The incident seems to illustrate Dworkin's statement that "pornography is the theory, rape is the practice", as well as her view that the desire to silence victims is hard-wired into our brains by a language of expression designed in the service of a male-dominated hierarchy. Female students today may not have heard of Dworkin, but they worry about pornography, feeling unsafe, and being viewed as objects whose main purpose is to shop.
Dworkin's unintentional legacy was to open the Pandora's Box of pornography, giving the liberal left legitimate cause to justify titillation with intellectual intrigue and put "pornography studies" on university course lists.
Now that it's almost impossible to access e-mail without being offered pornography, we wish we could close that box. Perhaps we are closing it, in a way, by becoming, quite simply, uninterested.
In the 1970s, we needed the scales pulled from our eyes, but now we've reached the point where it's just too much information, thank you.
FEMINISM? WOMEN TODAY just want to know if they have to drop the baby at the creche extra early due to a collision on Dublin's M50. Pornography? Go ahead. If the people doing it are paid well and enjoying themselves, who cares? We've come full circle. In the 1970s, ignorance made us turn a blind eye. Thirty years later, cynicism does. Only a fool would be an idealist.
In this way, Dworkin was remarkably like Pope John Paul II. Many Catholics will say that the late pope espoused ideals of behaviour that are fine in theory, but impossible in practice. Similarly, the vision of Dworkin - the most difficult prophet of the feminist vatican - is hard to live up to.
Who, apart from the sociopathic, doesn't want to see society revolutionised so radically that women and children always feel safe? Unfortunately, her addition that the victims of rape and paedophilia should have the right to kill their abusers didn't go down too well with anyone, feminists included.
Her disrespectful attitude to all men was counterproductive. She also lost favour with Irish feminists when she claimed that all sexual intercourse was rape, designed physiologically to prove women's inferiority.
"Real women don't want to know that the accoutrements of rape are the same as the accoutrements of great, passionate sex. Women want to enjoy it and thinking about rape ruins it," says Conlon.
Feminism has failed women in that the focus on sex has distracted us from what we really need: a better society for women and men.
We don't want to be trapped on the M50 or to have to leave babies in creches early in the morning. Women have all the worst aspects of the working lifestyle that men had, without things improving much for either gender, Conlon argues.
Dworkin's emphasis on sex and pornography covered only a portion of what feminism should be about. A better world would be violence-free, but it would also have longer paid parental leave and free childcare.
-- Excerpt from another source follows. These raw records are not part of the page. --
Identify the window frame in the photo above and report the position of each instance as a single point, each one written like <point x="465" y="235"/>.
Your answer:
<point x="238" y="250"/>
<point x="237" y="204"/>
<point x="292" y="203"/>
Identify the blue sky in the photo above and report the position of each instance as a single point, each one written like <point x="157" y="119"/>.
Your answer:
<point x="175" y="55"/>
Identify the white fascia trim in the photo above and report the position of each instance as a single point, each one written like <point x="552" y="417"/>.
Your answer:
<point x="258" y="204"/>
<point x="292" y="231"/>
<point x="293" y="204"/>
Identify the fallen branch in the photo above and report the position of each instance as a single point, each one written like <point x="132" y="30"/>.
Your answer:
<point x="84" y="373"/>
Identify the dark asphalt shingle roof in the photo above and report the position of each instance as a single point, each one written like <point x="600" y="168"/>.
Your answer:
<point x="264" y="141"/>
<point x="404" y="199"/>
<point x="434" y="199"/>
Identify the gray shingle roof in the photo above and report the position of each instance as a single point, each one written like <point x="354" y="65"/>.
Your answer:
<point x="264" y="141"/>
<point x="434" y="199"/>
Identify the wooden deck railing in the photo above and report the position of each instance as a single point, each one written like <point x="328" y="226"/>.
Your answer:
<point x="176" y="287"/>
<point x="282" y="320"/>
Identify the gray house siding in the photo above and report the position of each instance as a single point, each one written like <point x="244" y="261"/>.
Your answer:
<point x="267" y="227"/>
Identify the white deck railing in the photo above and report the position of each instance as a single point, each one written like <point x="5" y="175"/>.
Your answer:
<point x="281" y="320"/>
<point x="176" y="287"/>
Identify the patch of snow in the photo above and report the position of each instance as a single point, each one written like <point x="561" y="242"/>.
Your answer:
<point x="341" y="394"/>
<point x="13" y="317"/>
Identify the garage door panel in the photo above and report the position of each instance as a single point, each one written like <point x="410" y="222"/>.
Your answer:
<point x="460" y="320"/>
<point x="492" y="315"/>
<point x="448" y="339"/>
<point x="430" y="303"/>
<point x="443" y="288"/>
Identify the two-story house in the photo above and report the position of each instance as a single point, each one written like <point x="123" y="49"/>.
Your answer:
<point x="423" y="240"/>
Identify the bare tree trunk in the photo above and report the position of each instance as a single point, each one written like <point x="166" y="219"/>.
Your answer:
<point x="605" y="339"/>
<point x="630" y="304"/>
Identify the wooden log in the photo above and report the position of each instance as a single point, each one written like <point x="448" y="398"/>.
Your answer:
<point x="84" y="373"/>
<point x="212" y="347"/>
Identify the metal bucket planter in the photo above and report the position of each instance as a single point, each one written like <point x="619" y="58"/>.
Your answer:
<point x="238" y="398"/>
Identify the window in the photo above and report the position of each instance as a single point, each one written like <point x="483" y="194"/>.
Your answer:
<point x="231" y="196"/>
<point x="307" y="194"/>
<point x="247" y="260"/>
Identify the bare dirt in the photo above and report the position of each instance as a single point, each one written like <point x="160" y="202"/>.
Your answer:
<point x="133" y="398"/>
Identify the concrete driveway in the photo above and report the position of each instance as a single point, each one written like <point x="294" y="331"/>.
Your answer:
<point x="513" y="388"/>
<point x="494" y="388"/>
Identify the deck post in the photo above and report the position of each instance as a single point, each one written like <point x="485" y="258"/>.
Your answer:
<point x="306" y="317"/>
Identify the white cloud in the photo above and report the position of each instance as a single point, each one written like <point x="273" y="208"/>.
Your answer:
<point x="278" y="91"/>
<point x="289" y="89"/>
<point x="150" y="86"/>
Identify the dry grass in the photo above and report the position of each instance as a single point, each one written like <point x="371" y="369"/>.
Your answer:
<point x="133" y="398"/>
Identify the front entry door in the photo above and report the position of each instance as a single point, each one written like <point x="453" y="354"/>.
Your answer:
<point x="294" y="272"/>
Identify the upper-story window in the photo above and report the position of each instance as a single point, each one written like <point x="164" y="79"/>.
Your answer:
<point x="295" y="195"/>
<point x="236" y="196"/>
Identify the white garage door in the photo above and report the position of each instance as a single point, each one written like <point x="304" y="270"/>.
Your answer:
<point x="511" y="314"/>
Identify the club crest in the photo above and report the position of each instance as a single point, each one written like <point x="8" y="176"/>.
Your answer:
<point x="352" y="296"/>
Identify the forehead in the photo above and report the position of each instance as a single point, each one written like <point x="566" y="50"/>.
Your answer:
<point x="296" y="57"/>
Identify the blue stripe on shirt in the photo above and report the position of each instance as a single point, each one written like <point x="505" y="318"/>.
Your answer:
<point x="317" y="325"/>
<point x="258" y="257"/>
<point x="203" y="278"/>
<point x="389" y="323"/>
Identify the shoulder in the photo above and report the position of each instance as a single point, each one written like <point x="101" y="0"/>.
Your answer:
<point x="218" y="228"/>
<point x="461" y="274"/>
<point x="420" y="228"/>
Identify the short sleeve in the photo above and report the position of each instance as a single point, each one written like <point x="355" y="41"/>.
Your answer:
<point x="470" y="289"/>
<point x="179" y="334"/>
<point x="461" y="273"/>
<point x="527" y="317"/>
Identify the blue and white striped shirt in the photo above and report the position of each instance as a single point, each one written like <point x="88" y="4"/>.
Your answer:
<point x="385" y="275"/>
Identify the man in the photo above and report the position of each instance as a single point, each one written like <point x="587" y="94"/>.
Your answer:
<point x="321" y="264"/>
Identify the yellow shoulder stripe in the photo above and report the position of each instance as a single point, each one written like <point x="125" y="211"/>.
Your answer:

Dworkin paid a terrible price for her passion. She had no boundaries between her public self and her private self, identifying with victims to the extent that near the end it almost seemed she was fantasising in order to gain attention.
Despite this weakness, we needed her voice. As Gloria Steinem put it, Dworkin's thoughts helped civilisation evolve, even though it may not have evolved as she would have liked.